Artis Pabriks (Photo : Conseil de l'UE - Archives B2)

Un papier d'options a été présenté le 10 décembre par le service diplomatique européen (SEAE). Mais sans vraiment aboutir dans les groupes de travail (groupe politico-militaire) qui ont renvoyé, une nouvelle fois, vers les ministres pour trancher.

Le Haut représentant de l'UE a annoncé avoir déposé une proposition formelle pour la création d'une mission de formation des cadres de l’armée ukrainienne. Concrètement, que feraient les Européens ?

— Nous voulons créer une armée qui soit moderne. En pratique, il s’agirait d’envoyer des équipes d’experts militaires pour former les forces armées ukrainiennes et la structure de commandement (command structure). Nous pouvons former aux relations générales dans l’armée, aux tactiques (stratégique, manœuvres...), tout ce que nous pouvons enseigner... Il y a environ 30 ans, avant de rejoindre l'OTAN, en Lettonie, nous avions adopté les normes de l'OTAN. L'Ukraine doit être prête.

Prête… à entrer dans l’OTAN ? Donc l’objectif de la mission serait d’atteindre les standards de l’OTAN ?

— L'Ukraine est fondamentalement un pays allié et l’Union européenne doit l’aider à construire une armée moderne, aux normes de l'OTAN. C'est donc l’objectif, en effet : le standard de l’OTAN. Parce qu’il inclut toutes sortes de systèmes de valeurs, la coopération, et en termes politique, concrètement, cela nous permet aussi de nous positionner comme influence dans le pays.

Pourquoi est-ce important pour les Européens de participer ?

— L'Ukraine est une nation orientée vers les traditions européennes, aussi dans ses traditions militaires et l'éducation militaire. Et elle veut se réformer. C’est un devoir de l'Union européenne de l’aider à la transformation, parce que c'est notre pays voisin.

Le moment serait idéal pour approuver une telle mission, pourquoi n’est-ce pas encore fait ?

— Je ne comprends pas pourquoi nous hésitons. Je ne ne vois aucune raison, en particulier alors que l'Europe est défiée par la Russie, sous tous les angles, depuis l'Afrique, le Mali, jusqu’aux frontières du continent européen !

Pourquoi des États freinent-ils la mission ?

— Personne n’est vraiment contre… Leur argument est probablement le même que celui qui explique pourquoi seuls quelques pays sont prêts à vendre ou à fournir des armes létales à des pays comme l'Ukraine. Parce que : « un tel acte pourrait défier la Russie d'une manière ou d'une autre ». Cet argument n'est pas acceptable pour moi. Il ne tient pas la route.

Alors où se situe le blocage ?

— Vous devriez demander cela à la présidence, elle peut faire avancer les choses ! Et Josep Borrell, le Haut représentant, pourrait aussi.
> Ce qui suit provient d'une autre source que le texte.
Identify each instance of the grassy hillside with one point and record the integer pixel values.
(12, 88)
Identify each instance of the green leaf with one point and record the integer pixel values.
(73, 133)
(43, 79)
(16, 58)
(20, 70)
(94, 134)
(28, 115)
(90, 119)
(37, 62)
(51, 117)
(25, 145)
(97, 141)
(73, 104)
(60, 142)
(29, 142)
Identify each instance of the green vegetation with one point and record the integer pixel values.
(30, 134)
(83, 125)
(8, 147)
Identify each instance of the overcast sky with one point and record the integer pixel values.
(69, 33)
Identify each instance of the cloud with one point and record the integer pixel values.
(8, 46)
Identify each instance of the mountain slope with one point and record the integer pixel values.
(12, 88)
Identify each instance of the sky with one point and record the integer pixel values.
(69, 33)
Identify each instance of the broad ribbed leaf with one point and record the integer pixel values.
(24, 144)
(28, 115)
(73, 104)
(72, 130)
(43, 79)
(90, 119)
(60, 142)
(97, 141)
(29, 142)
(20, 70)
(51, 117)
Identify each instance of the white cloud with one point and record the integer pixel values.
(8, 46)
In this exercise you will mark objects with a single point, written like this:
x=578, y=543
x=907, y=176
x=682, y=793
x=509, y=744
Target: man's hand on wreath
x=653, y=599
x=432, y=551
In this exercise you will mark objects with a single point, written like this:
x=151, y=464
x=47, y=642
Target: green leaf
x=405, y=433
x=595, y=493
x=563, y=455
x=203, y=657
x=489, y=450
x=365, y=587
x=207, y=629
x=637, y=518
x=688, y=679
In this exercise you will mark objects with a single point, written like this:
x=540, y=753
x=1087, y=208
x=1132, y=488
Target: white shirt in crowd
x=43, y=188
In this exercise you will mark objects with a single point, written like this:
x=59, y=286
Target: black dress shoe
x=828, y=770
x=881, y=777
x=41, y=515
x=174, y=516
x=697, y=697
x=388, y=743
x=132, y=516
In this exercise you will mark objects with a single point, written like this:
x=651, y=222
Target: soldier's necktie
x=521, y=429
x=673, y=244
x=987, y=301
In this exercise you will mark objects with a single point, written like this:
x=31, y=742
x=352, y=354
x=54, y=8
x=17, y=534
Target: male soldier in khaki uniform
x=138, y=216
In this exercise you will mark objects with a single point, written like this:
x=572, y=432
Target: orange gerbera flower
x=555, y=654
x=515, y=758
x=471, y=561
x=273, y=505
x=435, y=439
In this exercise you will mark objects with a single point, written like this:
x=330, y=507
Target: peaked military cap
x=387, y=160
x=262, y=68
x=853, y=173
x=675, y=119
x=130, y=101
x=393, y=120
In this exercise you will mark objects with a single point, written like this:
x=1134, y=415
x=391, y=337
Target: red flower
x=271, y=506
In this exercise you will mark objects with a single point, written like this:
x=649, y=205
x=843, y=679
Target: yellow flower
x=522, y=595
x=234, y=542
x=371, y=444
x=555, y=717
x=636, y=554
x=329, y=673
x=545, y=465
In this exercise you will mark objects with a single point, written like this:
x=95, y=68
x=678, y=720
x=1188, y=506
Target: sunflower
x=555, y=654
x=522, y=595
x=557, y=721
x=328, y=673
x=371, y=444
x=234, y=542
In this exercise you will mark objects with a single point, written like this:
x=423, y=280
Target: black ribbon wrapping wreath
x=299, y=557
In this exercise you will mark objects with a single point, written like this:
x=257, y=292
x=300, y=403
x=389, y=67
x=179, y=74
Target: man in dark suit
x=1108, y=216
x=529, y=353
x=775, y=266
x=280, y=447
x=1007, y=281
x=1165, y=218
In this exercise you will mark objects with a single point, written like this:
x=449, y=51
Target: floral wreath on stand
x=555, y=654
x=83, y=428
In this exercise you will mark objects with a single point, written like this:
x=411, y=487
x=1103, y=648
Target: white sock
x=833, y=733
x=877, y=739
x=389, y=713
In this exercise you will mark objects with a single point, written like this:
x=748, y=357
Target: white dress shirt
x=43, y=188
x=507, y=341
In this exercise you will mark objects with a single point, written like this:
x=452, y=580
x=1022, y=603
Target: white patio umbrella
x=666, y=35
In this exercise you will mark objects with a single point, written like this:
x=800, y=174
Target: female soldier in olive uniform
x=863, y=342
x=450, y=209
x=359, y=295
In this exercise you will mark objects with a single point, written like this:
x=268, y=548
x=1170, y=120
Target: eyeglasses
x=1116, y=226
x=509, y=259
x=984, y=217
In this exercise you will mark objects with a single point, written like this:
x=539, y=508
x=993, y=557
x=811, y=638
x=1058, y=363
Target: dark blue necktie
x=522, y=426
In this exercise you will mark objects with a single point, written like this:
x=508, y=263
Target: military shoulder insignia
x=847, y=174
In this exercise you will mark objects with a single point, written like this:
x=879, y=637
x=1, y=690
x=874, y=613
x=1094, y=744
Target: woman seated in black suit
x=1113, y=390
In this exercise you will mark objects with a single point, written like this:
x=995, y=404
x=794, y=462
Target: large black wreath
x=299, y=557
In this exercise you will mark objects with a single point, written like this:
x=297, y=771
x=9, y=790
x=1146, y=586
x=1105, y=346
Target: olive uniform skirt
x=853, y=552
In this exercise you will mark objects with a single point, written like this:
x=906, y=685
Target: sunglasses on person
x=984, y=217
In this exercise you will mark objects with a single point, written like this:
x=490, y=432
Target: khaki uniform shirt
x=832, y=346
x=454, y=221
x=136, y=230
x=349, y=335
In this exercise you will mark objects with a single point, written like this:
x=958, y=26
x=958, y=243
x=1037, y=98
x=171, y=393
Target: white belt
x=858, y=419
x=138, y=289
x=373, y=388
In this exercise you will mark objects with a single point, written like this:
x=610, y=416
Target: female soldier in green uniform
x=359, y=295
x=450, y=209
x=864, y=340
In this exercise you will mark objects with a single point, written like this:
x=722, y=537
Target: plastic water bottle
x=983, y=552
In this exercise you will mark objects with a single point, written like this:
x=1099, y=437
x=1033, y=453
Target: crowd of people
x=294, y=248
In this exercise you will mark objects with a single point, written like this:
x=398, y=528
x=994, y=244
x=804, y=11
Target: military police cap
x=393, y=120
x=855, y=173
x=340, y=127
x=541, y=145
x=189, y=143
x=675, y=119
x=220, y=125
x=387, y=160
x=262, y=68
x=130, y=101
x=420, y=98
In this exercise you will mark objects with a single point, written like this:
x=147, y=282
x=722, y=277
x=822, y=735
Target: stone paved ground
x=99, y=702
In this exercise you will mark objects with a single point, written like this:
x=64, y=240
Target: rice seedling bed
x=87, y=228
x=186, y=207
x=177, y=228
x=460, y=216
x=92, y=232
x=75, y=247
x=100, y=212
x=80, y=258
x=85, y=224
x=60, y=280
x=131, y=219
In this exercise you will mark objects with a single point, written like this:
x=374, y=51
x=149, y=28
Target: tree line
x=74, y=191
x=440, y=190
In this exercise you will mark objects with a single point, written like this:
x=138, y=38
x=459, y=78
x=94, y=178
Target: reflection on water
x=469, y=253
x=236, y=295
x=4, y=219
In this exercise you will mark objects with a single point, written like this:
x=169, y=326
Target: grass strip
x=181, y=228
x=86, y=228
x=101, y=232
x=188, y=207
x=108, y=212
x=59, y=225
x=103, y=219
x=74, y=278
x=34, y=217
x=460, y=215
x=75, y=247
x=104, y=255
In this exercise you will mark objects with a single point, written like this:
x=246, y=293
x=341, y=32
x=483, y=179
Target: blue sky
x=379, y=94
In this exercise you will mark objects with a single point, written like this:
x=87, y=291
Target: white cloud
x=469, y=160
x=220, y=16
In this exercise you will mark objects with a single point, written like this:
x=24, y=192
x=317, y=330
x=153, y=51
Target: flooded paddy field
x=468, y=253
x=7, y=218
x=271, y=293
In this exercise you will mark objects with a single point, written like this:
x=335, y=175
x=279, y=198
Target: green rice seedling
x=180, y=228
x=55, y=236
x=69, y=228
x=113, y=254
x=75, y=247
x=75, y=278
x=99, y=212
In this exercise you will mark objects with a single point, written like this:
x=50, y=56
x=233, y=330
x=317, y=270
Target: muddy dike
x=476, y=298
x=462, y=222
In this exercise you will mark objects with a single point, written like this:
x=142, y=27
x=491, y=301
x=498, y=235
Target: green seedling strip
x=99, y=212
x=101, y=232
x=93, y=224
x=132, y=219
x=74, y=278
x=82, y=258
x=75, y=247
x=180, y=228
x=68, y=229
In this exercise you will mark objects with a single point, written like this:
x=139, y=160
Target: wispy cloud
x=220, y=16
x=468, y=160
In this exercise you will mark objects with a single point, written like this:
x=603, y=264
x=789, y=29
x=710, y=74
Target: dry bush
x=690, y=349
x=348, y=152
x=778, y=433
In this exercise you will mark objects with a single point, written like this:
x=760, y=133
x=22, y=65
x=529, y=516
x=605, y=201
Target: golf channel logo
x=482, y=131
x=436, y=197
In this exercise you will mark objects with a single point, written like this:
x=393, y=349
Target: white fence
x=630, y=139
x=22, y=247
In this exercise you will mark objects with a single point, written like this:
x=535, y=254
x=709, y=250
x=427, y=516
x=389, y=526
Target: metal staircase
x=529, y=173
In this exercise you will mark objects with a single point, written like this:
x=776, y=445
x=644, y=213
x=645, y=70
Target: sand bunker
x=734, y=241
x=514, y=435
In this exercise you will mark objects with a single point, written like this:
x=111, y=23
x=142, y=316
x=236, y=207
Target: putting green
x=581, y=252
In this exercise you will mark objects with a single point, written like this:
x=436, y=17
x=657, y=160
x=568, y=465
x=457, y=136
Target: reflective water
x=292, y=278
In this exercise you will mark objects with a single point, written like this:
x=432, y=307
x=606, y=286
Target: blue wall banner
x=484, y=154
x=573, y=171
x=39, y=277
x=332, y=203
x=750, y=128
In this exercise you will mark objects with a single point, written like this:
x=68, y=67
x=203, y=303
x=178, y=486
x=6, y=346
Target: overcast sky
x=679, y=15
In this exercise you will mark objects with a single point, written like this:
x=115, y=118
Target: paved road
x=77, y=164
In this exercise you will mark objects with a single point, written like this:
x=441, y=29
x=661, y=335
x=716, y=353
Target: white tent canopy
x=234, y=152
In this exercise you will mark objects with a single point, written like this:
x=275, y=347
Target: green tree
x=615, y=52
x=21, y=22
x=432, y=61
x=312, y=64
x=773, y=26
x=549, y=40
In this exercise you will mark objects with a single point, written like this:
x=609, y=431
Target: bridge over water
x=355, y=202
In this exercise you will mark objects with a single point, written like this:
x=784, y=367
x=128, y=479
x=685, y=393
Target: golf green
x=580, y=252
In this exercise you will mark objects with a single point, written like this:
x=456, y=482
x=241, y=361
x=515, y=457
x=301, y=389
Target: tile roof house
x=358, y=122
C’est essentiellement aux institutions qui rédigent le programme de travail de mettre le sujet à l’ordre du jour, pour que nous ayons un vote. C’est une décision politique. Rien de plus.

Quand est-ce que les choses pourraient se débloquer alors, selon vous ?

—  Il ne manque que le feu vert. Il pourrait arriver bientôt, car fondamentalement, nous sommes d'accord. J’aimerais que ce soit fait sous la présidence française [avant fin juin, NDLR]. Après, nous enverrons une équipe sans problème.

Vous participerez à cette mission ?

— Bien sûr, nous sommes prêts à envoyer nos hommes, c'est pourquoi nous avons signé le non paper (1). Les autres signataires aussi, je le crois. Même si bien sûr, si c'est une mission à long-terme, tous ne serons pas envoyés en même temps.

(Propos recueillis par Aurélie Pugnet)

Entretien réalisé en anglais, en marge de l’informelle défense, à Brest, jeudi (13 janvier) après-midi.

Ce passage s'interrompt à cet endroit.